Non-REM (NREM) sleep
There are 4 stages of non-REM sleep and the activity of the brain, measured by ‘brain waves’ changes for each stage.
Stage 1-2 ‘Light sleep’
The first two stages of sleep into which we fall can be categorized as Light. You can be woken easily without feeling any more ‘groggy’ than you did when you fell asleep. You can wake yourself, perhaps with a jerk, or even wake without even realizing you have been asleep. We only enter the 1st stage when we initially fall asleep, the 2nd stage constitutes the longest period of sleep under normal circumstances.
Stages 3-4 ‘Deep Sleep’
The next two stages are when the brain really slows down and produces Delta waves, the slowest and largest amplitude waves and the furthest from your conscious state. It is much harder to be woken at this time and, if you are, you would feel groggy and disorientated. Ironically, perhaps, this is the stage at which sleep-walking or sleep-talking are most likely to occur and, after REM sleep, the time when you are most likely to dream.
This is also the type of sleep we miss most if it is lacking and which the body tries to catch up on, so the first session of Deep sleep is likely to be quite long.
One upshot of this is that if you are planning a nap, a short one may be of more use than a snooze of say an hour, as it is quite possible that you will be in Deep sleep when your alarm goes off and you may well wake up feeling worse.
Not until the previous stages has occurred will you enter REM sleep. This is the stage most associated with dreams and, if woken, you are more likely to report a vivid dream. We still do not know why we dream but the fact that we do may indicate an importance that we don’t yet understand.

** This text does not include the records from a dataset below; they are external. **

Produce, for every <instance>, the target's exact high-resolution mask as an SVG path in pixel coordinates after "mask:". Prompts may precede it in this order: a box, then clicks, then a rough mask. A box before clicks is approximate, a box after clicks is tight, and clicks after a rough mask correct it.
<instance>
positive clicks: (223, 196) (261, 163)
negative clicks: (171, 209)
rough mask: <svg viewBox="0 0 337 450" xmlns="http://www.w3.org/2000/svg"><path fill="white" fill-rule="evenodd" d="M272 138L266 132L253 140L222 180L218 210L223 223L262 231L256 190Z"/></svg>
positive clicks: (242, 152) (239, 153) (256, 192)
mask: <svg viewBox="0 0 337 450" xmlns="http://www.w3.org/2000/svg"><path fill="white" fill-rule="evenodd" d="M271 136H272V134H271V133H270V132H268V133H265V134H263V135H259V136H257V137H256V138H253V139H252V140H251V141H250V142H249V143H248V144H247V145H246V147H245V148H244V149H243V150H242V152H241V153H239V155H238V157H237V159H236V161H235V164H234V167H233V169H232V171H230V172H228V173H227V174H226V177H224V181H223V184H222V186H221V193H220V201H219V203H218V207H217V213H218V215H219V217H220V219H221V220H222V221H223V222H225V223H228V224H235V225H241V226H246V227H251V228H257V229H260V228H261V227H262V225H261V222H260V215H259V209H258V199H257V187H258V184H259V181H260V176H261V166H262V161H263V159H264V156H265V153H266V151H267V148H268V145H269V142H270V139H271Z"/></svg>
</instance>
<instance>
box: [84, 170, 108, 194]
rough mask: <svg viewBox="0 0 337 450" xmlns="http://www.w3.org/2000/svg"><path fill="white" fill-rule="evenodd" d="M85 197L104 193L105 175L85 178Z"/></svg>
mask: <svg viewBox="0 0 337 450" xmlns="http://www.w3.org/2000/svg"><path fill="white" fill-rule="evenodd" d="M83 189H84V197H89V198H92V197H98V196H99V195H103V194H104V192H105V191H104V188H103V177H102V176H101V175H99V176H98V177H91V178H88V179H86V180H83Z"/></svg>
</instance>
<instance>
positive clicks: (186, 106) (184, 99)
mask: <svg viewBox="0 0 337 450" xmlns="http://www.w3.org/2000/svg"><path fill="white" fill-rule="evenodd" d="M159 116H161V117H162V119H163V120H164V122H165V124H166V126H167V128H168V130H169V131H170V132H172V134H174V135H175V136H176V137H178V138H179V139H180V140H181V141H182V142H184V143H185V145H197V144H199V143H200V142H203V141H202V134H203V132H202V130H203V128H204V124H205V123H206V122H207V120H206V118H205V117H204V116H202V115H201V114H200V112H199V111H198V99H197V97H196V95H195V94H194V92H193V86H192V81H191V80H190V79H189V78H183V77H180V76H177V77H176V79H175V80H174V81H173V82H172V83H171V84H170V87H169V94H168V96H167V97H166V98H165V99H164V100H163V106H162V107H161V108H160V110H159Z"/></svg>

The whole sleep cycle described above, which may last between 90-100 minutes, is then more or less repeated, though there are some differences in the individual cycles.
Firstly, after the first time, stage 1 is omitted. (You can think of REM sleep as replacing stage 1).
Secondly, the duration of Deep sleep is gradually reduced while that of REM increases. If you have a normal, regular, trouble-free sleep pattern, you may only need two cycles of Deep sleep so, for the latter cycles, there will be no Deep sleep and you just cycle through stage 2 sleep and REM sleep until waking.
On the other hand, if you are severely lacking in sleep, you will have more Deep sleep and less REM sleep until your body feels it has recouped enough of it. So Deep sleep is what your body seems to consider the most important. This statement does of course disregard any sleep problems which may interfere with recovering sufficient sleep. These will be dealt with in separate posts.
Why should we sleep early?
We are told that it is better to sleep and rise early – but why?
It is not to do with your sleep cycle as such, but due to the fact that your built -in detox organs, do their detoxifying mostly before or just after midnight.
For the lymph system it is before midnight and between around 11pm and 1am in the case of the liver. Because they work more efficiently when you are in the Deep sleep stages, not going to bed until 2am could, in theory, leave you more susceptible to certain illnesses.
Furthermore, remaining awake until late interferes with your natural production of melatonin which has an effect on the immune system.